NMM 6820. Circular Cornet in B-flat by Ernst Ferdinand Glier, Cochecton, New York, ca. 1860
Joe R. and Joella F. Utley Collection, 1999

German-silver signature plate on bell, stamped: MANUFACTURED / BY / E. GLIER / COCHECTON. N.Y.
Ernst Ferdinand Glier was trained by his father, Christian Ferdinand, who immigrated to upstate New York from Markneukirchen in 1856. This cornet reflects an American, rather than a German style, however, and features the flat Allen valve, a type of string-operated rotary valve. The completely circular body shape, occasionally found on mid-nineteenth-century American cornets, was achieved on this instrument by the use of a non-functional "dummy tube." Similar circular cornets were offered by E. G. Wright and Isaac Fiske.
Body: Brass with double-looped tubing: leadpipe; valve segment; main tuning slide; conical, coiled bellpipe; French rim.
Valves: Three top-action, string-operated rotary valves. Spiral-spring return mechanisms; reciprocal driver pivot with stopping buffers positioned inside the rotor. Internal slide tubing. Windway: first, second, third valve.

Click on image above to see a larger image of the flat Allen valves.
Accessories: German-silver cornet mouthpiece contemporary to instrument.
Sounding length: 1279 mm; internal diameter, leadpipe: 10.3 mm; bore diameter (inner valve slides) 10.9 mm; bell diameter: 106 mm.

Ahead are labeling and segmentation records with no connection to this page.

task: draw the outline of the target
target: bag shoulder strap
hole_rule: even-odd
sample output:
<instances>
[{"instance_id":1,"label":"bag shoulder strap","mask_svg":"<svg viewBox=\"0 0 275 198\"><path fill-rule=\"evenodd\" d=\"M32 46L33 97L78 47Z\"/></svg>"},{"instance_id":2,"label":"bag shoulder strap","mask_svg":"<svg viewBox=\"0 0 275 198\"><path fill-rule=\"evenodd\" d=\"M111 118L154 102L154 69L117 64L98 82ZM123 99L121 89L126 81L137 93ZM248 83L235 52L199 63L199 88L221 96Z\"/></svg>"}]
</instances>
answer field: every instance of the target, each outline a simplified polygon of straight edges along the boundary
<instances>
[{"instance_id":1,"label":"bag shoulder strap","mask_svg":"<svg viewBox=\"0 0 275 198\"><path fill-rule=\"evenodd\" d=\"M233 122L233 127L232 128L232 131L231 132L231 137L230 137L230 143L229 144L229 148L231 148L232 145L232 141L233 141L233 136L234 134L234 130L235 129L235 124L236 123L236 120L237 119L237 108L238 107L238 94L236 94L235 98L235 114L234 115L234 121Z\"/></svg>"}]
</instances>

Literature: Clint Spell, "Circular Cornet in B-flat by Ernst Ferdinand Glier (1827-1870), Cochecton, New York, ca. 1860" in "Historical Instrument Window," Sabine K. Klaus, editor, International Trumpet Guild Journal, Vol. 32, No. 2 (January 2008), p. 47.
Robert E. Eliason, "D. C. Hall and the Quinby Brothers, Boston Music Industry Leaders: Makers of Brass Instruments with Flat, Round, Square, and Piston Valves," Journal of the American Musical Instrument Society, 34 (2008), p. 92.